I am working on an intrusion classification problem using NSL-KDD dataset. I used 10 features (out of 42) for training after applying Recursive feature elimination technique using Random Forest Classifier as the estimator parameter and Gini index as criterion for splitting Decision tree. After training the classifier, I use same classifier to predict the classes of test data. My cross validation score (Accuracy, precision, recall, f-score) using cross_val_score of sklearn gave above 99 % scores for all the four scores. But plotting the confusion matrix showed otherwise with higher values seen in False positive and False negative values. Claerly, they are not matching with accuracy and all these scores. Where did I do wrong ?

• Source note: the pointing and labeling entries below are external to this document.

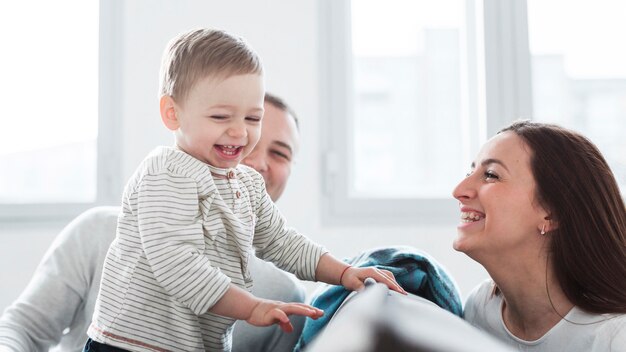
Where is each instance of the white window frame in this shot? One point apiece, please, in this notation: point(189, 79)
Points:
point(109, 133)
point(499, 74)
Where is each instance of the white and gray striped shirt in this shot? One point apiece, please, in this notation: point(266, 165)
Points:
point(184, 235)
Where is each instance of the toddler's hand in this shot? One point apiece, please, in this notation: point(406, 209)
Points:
point(353, 278)
point(268, 312)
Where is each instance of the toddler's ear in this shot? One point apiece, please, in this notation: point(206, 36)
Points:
point(168, 113)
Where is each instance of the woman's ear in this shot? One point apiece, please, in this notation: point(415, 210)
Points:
point(552, 224)
point(168, 113)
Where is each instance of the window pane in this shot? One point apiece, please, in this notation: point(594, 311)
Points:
point(50, 94)
point(579, 71)
point(407, 98)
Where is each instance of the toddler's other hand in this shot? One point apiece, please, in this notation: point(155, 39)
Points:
point(268, 312)
point(354, 278)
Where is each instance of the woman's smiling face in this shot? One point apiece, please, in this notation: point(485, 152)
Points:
point(499, 213)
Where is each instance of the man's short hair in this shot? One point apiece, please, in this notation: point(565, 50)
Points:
point(280, 103)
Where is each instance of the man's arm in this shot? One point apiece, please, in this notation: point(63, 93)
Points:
point(50, 302)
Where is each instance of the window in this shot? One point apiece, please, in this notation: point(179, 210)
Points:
point(578, 71)
point(56, 146)
point(410, 89)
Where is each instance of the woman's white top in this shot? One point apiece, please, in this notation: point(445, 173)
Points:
point(591, 333)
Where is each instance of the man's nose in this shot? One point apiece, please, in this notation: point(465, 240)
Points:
point(256, 161)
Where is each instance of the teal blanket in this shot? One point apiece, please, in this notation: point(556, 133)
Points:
point(415, 271)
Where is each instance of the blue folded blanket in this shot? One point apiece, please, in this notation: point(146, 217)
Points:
point(415, 271)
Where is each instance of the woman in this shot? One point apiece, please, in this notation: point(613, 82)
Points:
point(542, 212)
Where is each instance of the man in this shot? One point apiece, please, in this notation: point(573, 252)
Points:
point(56, 307)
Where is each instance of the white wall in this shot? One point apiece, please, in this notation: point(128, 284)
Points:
point(285, 34)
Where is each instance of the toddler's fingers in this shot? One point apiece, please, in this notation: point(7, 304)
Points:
point(388, 279)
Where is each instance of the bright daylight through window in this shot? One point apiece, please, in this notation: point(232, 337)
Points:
point(50, 92)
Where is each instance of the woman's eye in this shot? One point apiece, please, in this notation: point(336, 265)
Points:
point(490, 176)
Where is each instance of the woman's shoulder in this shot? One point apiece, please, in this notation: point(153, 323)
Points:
point(480, 302)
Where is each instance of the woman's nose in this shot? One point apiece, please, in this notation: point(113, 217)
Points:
point(464, 189)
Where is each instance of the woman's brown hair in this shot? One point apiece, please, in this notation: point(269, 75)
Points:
point(576, 185)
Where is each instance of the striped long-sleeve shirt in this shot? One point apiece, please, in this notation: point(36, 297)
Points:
point(184, 235)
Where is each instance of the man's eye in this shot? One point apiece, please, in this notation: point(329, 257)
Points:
point(281, 155)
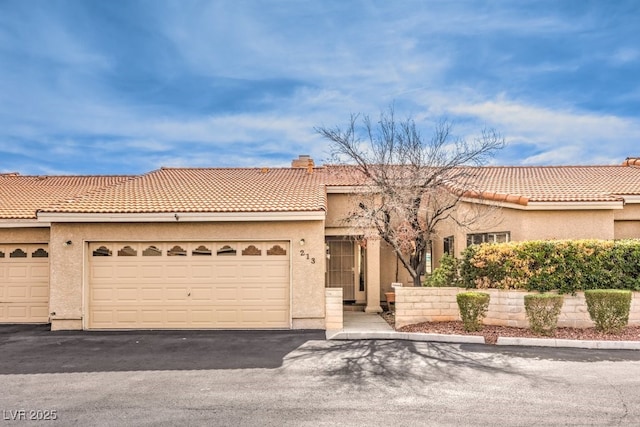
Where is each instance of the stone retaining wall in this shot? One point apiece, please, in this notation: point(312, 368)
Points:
point(506, 308)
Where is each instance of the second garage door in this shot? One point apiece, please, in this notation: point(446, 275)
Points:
point(196, 285)
point(24, 283)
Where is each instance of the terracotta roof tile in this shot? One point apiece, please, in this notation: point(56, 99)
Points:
point(206, 190)
point(556, 183)
point(22, 196)
point(524, 184)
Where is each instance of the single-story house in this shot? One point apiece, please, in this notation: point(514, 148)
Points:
point(247, 248)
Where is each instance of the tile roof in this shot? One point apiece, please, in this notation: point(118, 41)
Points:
point(206, 190)
point(558, 183)
point(22, 196)
point(211, 190)
point(524, 184)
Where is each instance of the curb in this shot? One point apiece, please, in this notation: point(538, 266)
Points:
point(477, 339)
point(406, 336)
point(557, 343)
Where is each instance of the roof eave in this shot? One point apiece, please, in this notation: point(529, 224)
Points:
point(23, 223)
point(552, 206)
point(51, 217)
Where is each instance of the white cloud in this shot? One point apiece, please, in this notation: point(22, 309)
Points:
point(562, 136)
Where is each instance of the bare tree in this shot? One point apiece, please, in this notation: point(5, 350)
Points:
point(408, 184)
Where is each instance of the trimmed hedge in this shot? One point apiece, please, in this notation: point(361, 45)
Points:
point(543, 311)
point(473, 307)
point(567, 266)
point(609, 308)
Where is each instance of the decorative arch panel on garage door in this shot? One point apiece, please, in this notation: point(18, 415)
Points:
point(194, 285)
point(24, 283)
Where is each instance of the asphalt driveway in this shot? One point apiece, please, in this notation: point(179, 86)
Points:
point(30, 349)
point(297, 378)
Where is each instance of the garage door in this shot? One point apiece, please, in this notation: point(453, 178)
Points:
point(24, 283)
point(201, 285)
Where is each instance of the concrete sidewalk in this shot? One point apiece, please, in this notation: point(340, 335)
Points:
point(370, 326)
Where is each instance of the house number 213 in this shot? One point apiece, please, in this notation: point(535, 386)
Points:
point(303, 253)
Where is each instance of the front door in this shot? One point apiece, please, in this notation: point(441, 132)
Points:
point(341, 267)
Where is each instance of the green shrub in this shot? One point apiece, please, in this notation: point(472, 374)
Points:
point(446, 274)
point(609, 308)
point(543, 311)
point(473, 307)
point(567, 266)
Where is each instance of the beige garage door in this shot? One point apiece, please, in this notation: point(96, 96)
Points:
point(176, 285)
point(24, 283)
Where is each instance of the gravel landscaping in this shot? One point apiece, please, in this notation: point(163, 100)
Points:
point(491, 333)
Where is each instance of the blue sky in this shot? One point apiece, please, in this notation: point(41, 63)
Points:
point(125, 87)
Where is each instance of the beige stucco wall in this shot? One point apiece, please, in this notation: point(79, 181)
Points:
point(68, 263)
point(506, 308)
point(338, 208)
point(24, 235)
point(530, 225)
point(627, 229)
point(630, 211)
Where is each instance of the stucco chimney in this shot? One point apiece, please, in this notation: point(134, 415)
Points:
point(303, 161)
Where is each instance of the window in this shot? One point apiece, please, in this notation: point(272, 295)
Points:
point(18, 253)
point(152, 251)
point(428, 258)
point(201, 250)
point(251, 250)
point(226, 250)
point(276, 250)
point(479, 238)
point(176, 251)
point(449, 246)
point(102, 251)
point(40, 253)
point(127, 251)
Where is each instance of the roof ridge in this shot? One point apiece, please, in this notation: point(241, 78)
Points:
point(91, 192)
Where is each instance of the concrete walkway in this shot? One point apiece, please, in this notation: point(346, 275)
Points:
point(358, 325)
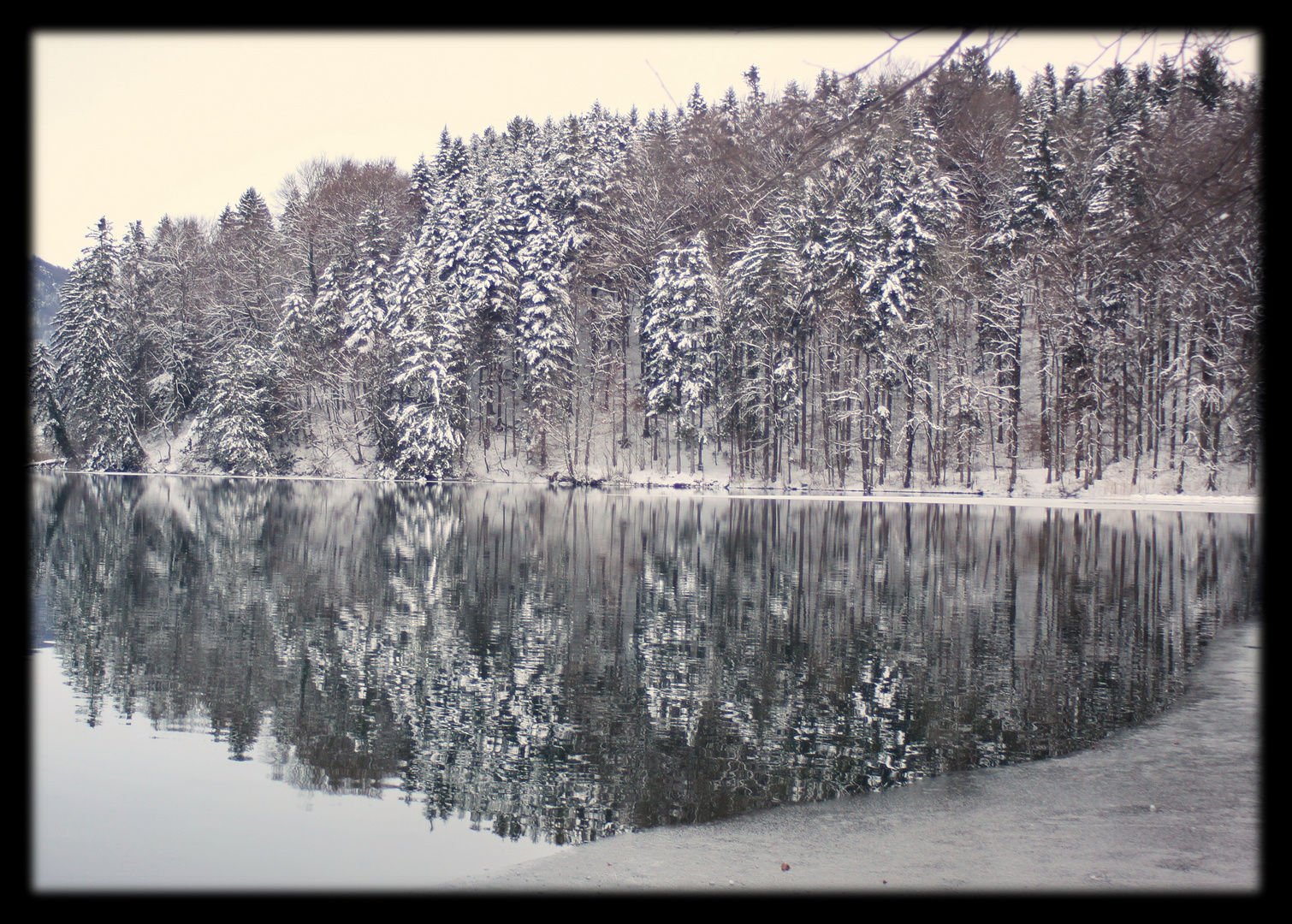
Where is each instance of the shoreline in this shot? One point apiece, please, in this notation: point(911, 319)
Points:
point(1173, 804)
point(1159, 501)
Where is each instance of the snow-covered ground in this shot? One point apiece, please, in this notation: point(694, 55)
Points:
point(172, 455)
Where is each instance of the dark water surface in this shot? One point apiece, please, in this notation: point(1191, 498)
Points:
point(560, 666)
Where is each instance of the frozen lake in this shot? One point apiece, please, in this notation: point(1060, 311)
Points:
point(354, 685)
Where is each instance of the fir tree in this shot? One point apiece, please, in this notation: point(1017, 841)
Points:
point(93, 382)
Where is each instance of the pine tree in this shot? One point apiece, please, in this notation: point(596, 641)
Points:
point(679, 336)
point(232, 429)
point(93, 382)
point(430, 417)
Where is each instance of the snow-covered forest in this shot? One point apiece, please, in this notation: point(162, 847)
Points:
point(846, 285)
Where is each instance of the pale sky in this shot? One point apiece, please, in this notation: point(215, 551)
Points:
point(133, 126)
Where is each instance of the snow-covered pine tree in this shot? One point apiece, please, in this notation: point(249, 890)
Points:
point(679, 337)
point(47, 417)
point(177, 265)
point(232, 429)
point(914, 205)
point(369, 293)
point(93, 382)
point(430, 415)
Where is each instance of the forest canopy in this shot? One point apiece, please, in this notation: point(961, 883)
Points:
point(869, 281)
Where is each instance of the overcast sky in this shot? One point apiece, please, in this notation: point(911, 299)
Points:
point(136, 126)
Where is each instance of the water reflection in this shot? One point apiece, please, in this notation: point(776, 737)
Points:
point(566, 665)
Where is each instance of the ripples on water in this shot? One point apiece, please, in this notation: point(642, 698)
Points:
point(566, 665)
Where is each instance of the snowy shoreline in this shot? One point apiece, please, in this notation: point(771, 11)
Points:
point(693, 488)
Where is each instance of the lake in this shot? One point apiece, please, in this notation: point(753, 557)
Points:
point(313, 684)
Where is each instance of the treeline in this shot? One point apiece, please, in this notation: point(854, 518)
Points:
point(835, 286)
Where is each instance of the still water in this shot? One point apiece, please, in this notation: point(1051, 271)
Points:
point(337, 684)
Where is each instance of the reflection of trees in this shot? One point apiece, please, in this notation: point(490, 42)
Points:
point(566, 665)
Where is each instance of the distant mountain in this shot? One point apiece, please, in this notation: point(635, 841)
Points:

# Train set contain X_train (dataframe of features) and Y_train (series
# of target labels)
# Test set contain X_test and Y_test
# Classifier variable
clf = RandomForestClassifier(n_estimators = 10, criterion = 'gini')
#Training
clf.fit(X_train, Y_train)
# Testing
Y_pred = clf.predict(X_test)
pandas.crosstab(Y_test, Y_pred, rownames = ['Actual'], colnames =
['Predicted'])
# Scoring
accuracy = cross_val_score(clf, X_test, Y_test, cv = 10, scoring =
'accuracy')
print("Accuracy: %0.5f (+/- %0.5f)" % (accuracy.mean(), accuracy.std() *
2))
precision = cross_val_score(clf, X_test, Y_test, cv = 10, scoring =
'precision_weighted')
print("Precision: %0.5f (+/- %0.5f)" % (precision.mean(), precision.std()
* 2))
recall = cross_val_score(clf, X_test, Y_test, cv = 10, scoring =
'recall_weighted')
print("Recall: %0.5f (+/- %0.5f)" % (recall.mean(), recall.std() * 2))
f = cross_val_score(clf, X_test, Y_test, cv = 10, scoring = 'f1_weighted')
print("F-Score: %0.5f (+/- %0.5f)" % (f.mean(), f.std() * 2))
I got accuracy, precision, recall and f-score of
Accuracy 0.99825
Precision 0.99826
Recall 0.99825
F-Score 0.99825
However, the confusion matrix showed otherwise
Predicted 9670 41
Actual 5113 2347
Am I training the whole thing wrong or is it just misclassification problem from poor feature selection?